Une femme prête son logement à une amie : 23 ans plus tard, elle refuse toujours de partir

Image d'illustration. un couple emménage dans son nouvel appartement grâce à un prêt à taux zéroADN
Depuis plus de vingt ans, une femme occupe l'appartement que son amie lui avait prêté sans formalités écrites. Dépourvue de contrat, la propriétaire se heurte à l'impossibilité de récupérer son logement face à cette occupation prolongée.
Tl;dr
- L’absence de contrat écrit expose à de lourds litiges.
- La justice a tranché après 23 ans d’occupation litigieuse.
- Même entre proches, formaliser tout prêt de logement est crucial.
Un simple geste qui vire au casse-tête judiciaire
Prêter son appartement à un proche, surtout en situation difficile, paraît naturel et généreux.
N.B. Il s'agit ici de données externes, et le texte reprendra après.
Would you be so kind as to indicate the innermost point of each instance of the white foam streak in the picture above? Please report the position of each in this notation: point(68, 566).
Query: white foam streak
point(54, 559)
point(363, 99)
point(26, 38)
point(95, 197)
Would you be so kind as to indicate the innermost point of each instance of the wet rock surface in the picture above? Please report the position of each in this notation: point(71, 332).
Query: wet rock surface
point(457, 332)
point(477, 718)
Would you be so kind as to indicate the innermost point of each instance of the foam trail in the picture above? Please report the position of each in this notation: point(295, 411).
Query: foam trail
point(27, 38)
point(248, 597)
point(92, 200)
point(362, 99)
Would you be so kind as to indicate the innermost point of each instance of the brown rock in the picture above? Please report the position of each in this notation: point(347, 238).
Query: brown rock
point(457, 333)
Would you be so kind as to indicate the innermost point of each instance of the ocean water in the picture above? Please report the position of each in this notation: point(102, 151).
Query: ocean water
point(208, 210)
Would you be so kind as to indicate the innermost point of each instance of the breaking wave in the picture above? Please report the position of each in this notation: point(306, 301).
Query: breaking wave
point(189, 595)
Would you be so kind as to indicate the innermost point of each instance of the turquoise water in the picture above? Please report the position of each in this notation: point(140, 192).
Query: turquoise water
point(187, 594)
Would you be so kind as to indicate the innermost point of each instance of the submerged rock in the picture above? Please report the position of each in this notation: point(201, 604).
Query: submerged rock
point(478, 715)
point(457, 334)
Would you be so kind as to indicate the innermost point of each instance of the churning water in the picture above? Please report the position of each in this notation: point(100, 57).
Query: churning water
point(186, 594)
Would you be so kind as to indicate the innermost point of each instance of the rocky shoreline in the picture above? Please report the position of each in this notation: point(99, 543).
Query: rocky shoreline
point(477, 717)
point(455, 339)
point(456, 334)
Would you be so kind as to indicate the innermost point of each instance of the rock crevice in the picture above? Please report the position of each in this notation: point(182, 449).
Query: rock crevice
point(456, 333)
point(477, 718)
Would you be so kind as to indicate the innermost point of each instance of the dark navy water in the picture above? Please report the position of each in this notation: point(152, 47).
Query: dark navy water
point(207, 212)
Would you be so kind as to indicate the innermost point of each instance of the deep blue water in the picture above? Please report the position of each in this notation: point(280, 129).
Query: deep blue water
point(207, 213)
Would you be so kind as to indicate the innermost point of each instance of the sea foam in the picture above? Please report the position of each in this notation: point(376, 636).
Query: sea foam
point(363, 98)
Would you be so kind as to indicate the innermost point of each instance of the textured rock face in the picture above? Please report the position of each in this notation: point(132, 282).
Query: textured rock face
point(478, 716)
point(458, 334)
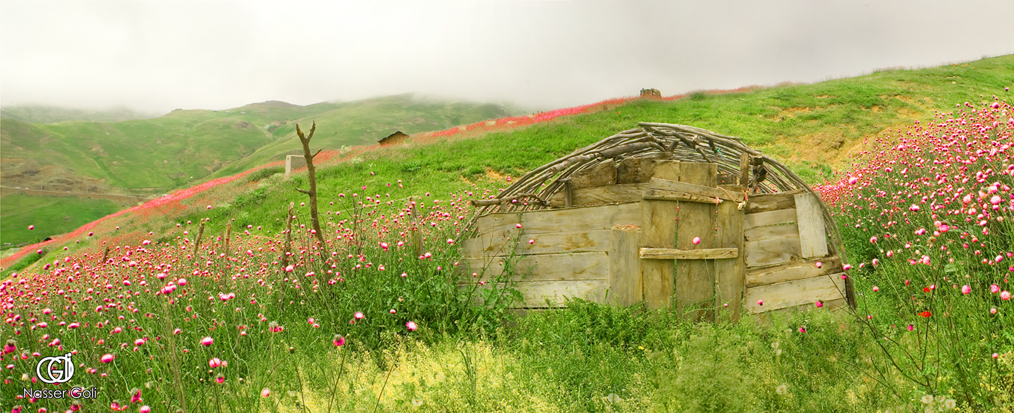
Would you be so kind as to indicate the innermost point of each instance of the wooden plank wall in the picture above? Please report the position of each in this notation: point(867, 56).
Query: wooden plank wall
point(659, 231)
point(695, 279)
point(577, 253)
point(784, 239)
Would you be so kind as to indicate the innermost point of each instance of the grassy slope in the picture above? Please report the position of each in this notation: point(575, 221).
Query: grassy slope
point(57, 215)
point(50, 115)
point(186, 146)
point(845, 110)
point(799, 124)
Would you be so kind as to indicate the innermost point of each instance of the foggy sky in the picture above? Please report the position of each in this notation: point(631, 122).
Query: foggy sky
point(156, 56)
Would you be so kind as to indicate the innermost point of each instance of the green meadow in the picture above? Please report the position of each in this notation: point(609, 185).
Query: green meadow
point(375, 327)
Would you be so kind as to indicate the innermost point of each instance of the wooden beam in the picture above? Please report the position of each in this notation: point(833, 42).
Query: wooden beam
point(547, 267)
point(698, 190)
point(695, 280)
point(601, 174)
point(778, 217)
point(625, 267)
point(662, 195)
point(793, 271)
point(635, 170)
point(730, 274)
point(744, 168)
point(795, 292)
point(605, 195)
point(809, 216)
point(673, 254)
point(550, 294)
point(557, 220)
point(658, 229)
point(550, 243)
point(772, 202)
point(770, 253)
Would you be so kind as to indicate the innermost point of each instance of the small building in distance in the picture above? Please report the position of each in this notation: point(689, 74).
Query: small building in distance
point(651, 93)
point(396, 137)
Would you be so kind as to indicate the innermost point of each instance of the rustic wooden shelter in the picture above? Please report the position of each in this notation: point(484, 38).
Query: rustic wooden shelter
point(665, 214)
point(651, 93)
point(396, 137)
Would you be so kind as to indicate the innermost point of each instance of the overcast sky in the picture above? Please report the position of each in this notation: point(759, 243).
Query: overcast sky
point(157, 56)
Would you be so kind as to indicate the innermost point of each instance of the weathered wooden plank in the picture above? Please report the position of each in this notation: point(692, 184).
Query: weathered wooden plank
point(796, 292)
point(793, 271)
point(770, 218)
point(766, 319)
point(554, 243)
point(772, 252)
point(625, 267)
point(569, 220)
point(771, 231)
point(662, 195)
point(666, 169)
point(730, 274)
point(635, 170)
point(547, 267)
point(695, 281)
point(673, 254)
point(497, 222)
point(597, 176)
point(658, 229)
point(610, 194)
point(535, 293)
point(772, 202)
point(809, 216)
point(702, 191)
point(744, 168)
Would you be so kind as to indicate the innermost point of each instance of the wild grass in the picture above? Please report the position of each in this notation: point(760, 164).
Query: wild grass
point(462, 357)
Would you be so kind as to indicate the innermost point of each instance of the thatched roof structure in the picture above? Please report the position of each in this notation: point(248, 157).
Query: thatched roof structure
point(756, 173)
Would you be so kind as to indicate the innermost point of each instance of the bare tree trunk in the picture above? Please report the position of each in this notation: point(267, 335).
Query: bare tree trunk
point(311, 171)
point(287, 248)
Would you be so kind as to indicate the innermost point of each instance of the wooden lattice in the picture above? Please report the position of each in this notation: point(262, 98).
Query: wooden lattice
point(757, 173)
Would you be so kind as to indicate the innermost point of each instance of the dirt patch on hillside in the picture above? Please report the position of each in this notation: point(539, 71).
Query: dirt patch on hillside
point(28, 174)
point(492, 175)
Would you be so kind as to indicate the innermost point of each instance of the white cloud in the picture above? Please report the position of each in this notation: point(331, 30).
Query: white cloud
point(162, 55)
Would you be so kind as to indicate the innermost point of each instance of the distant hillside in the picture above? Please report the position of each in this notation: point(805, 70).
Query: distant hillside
point(51, 115)
point(153, 156)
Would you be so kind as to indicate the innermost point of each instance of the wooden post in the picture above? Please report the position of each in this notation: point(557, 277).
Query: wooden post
point(568, 194)
point(658, 223)
point(809, 217)
point(287, 248)
point(417, 235)
point(625, 266)
point(730, 274)
point(228, 232)
point(694, 280)
point(744, 169)
point(200, 234)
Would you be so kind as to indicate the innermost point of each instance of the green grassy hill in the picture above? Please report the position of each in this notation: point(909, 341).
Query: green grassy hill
point(813, 128)
point(50, 115)
point(153, 156)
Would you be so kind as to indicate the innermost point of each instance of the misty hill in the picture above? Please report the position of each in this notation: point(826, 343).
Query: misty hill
point(51, 115)
point(153, 156)
point(812, 128)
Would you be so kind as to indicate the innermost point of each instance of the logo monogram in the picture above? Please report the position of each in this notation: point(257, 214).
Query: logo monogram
point(61, 372)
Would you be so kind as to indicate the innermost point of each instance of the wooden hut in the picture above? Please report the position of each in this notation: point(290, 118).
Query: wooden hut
point(651, 93)
point(396, 137)
point(664, 214)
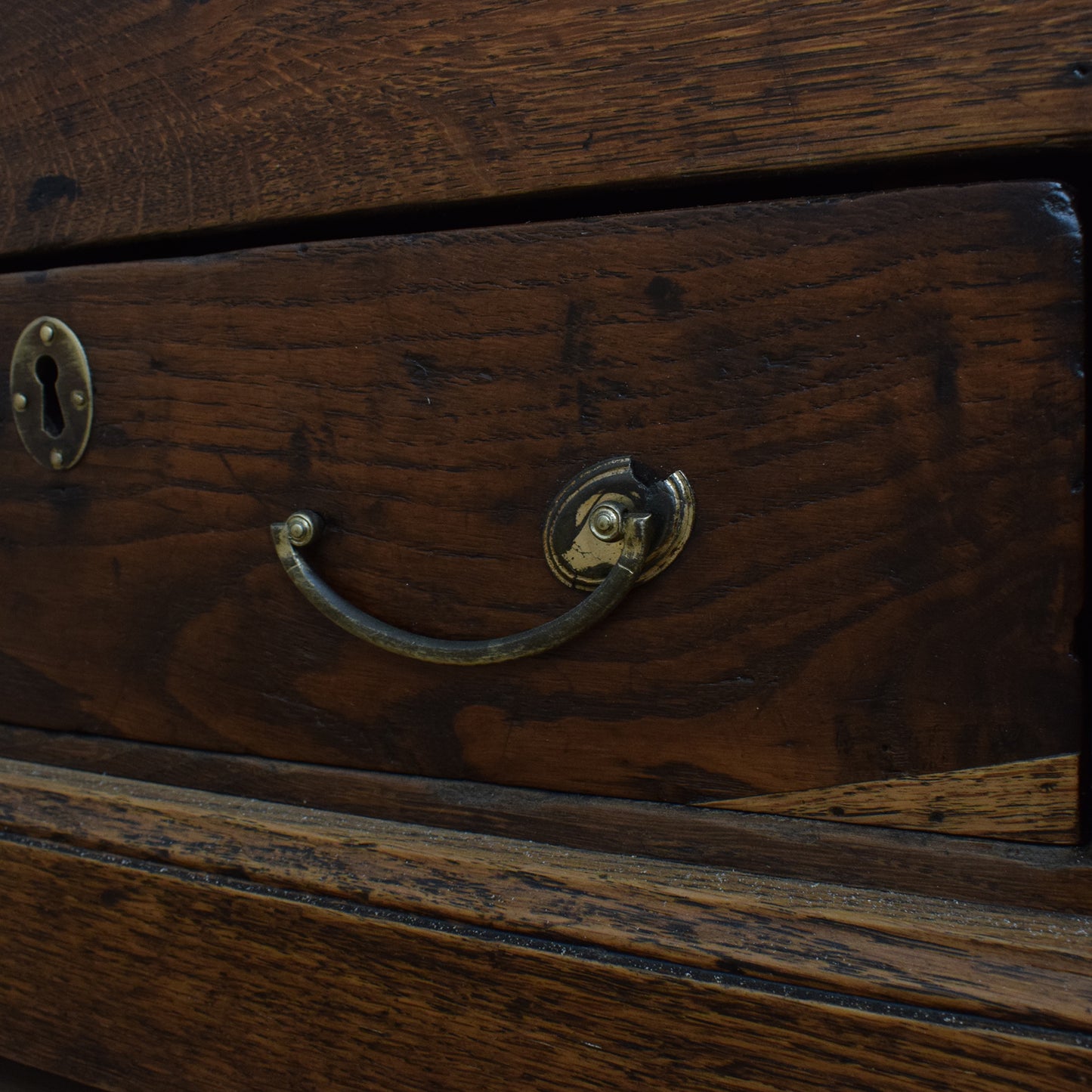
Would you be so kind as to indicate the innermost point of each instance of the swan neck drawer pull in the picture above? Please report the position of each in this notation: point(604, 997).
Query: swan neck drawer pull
point(608, 530)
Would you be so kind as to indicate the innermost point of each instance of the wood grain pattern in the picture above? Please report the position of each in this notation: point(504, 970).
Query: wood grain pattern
point(877, 400)
point(1035, 800)
point(1025, 966)
point(186, 982)
point(1035, 877)
point(120, 120)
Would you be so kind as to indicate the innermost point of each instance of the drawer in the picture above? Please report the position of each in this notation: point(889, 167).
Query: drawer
point(877, 402)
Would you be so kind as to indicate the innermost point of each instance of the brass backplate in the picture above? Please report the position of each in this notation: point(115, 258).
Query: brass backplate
point(578, 556)
point(51, 395)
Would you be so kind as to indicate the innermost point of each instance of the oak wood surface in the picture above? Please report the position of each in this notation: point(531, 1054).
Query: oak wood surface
point(964, 802)
point(1025, 966)
point(190, 982)
point(122, 120)
point(877, 400)
point(1035, 877)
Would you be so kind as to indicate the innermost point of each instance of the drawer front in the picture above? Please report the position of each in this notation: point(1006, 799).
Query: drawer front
point(877, 401)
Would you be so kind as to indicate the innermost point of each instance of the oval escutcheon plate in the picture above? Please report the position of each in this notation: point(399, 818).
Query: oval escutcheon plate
point(577, 549)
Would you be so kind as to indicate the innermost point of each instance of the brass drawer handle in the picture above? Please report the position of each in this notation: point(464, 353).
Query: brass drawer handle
point(594, 518)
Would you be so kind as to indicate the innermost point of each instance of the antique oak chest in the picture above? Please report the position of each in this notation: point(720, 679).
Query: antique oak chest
point(545, 545)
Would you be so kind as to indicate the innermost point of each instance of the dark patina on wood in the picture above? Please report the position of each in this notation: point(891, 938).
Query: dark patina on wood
point(1028, 966)
point(188, 981)
point(877, 400)
point(125, 120)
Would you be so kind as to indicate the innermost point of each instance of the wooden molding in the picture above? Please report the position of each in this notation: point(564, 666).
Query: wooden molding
point(1035, 800)
point(1038, 877)
point(132, 977)
point(1003, 964)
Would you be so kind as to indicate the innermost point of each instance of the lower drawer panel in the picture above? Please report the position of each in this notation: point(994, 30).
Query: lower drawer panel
point(877, 400)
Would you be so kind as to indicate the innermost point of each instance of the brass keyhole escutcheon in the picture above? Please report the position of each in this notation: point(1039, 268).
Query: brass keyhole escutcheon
point(51, 393)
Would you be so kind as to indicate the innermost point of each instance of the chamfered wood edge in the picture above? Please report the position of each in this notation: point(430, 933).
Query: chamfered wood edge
point(1057, 878)
point(1030, 800)
point(132, 976)
point(1001, 964)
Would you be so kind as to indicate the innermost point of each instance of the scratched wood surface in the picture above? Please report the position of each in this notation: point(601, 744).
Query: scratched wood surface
point(122, 120)
point(1008, 874)
point(1003, 962)
point(187, 981)
point(877, 401)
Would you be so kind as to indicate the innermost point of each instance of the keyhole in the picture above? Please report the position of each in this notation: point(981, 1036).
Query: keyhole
point(53, 417)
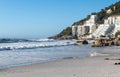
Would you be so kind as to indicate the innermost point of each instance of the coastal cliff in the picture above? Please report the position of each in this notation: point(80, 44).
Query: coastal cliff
point(113, 9)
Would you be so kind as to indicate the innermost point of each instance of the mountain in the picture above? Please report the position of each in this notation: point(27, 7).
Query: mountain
point(113, 9)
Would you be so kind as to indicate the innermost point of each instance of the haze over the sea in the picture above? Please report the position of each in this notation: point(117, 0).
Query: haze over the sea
point(43, 18)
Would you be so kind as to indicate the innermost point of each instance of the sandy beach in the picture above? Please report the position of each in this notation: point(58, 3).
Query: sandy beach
point(92, 66)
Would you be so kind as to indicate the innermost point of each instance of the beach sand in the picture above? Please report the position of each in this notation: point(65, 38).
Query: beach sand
point(93, 66)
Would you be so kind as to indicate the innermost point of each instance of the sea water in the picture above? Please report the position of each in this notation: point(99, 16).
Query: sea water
point(20, 53)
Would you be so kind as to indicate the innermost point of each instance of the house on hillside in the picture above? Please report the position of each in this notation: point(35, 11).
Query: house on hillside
point(88, 27)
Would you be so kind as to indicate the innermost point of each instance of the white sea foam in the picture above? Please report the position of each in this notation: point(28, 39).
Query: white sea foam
point(30, 45)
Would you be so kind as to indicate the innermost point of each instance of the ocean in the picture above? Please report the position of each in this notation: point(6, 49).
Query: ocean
point(23, 52)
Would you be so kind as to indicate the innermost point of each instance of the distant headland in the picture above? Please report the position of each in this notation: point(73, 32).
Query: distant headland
point(103, 23)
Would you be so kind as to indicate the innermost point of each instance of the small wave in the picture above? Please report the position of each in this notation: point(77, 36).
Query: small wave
point(33, 45)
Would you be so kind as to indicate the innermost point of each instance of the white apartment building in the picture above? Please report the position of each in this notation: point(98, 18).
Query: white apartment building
point(87, 28)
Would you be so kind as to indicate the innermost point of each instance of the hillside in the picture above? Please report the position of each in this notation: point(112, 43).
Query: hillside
point(113, 9)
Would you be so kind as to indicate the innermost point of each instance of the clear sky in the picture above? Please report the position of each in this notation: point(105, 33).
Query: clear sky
point(43, 18)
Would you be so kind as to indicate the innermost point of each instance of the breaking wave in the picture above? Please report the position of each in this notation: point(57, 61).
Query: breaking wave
point(31, 44)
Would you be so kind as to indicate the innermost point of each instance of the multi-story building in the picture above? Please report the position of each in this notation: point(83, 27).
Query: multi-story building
point(88, 27)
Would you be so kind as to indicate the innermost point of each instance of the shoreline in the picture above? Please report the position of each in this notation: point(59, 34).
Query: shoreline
point(92, 66)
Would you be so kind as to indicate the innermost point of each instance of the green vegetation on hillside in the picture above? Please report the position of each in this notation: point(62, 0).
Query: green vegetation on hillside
point(65, 34)
point(102, 15)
Pourtant, derrière ce geste, une réalité juridique souvent ignorée guette : sans contrat écrit, récupérer son bien peut devenir un véritable parcours du combattant. C’est ce qu’a vécu un propriétaire ayant accepté d’héberger gratuitement une amie malade en 2002. Près d’un quart de siècle plus tard, l’occupante refuse toujours de partir. Un imbroglio humain et légal qui vient de trouver son épilogue devant la Cour de cassation en mai 2025.
Des années de procédures pour un accord verbal
Derrière l’apparente simplicité de cet arrangement se cachait un piège : aucun document ne venait préciser les termes du prêt. Lorsque le propriétaire réclame son bien vingt-trois ans plus tard, la situation se crispe. La locataire avance alors qu’il s’agit d’un prêt viager, arguant de sa maladie grave. L’affaire rebondit devant plusieurs juridictions : premier jugement favorable à l’occupante, puis annulation par la cour d’appel d’Aix-en-Provence… Pour finir, la Cour de cassation tranche finalement en faveur du propriétaire, tout en imposant un préavis raisonnable de trois mois.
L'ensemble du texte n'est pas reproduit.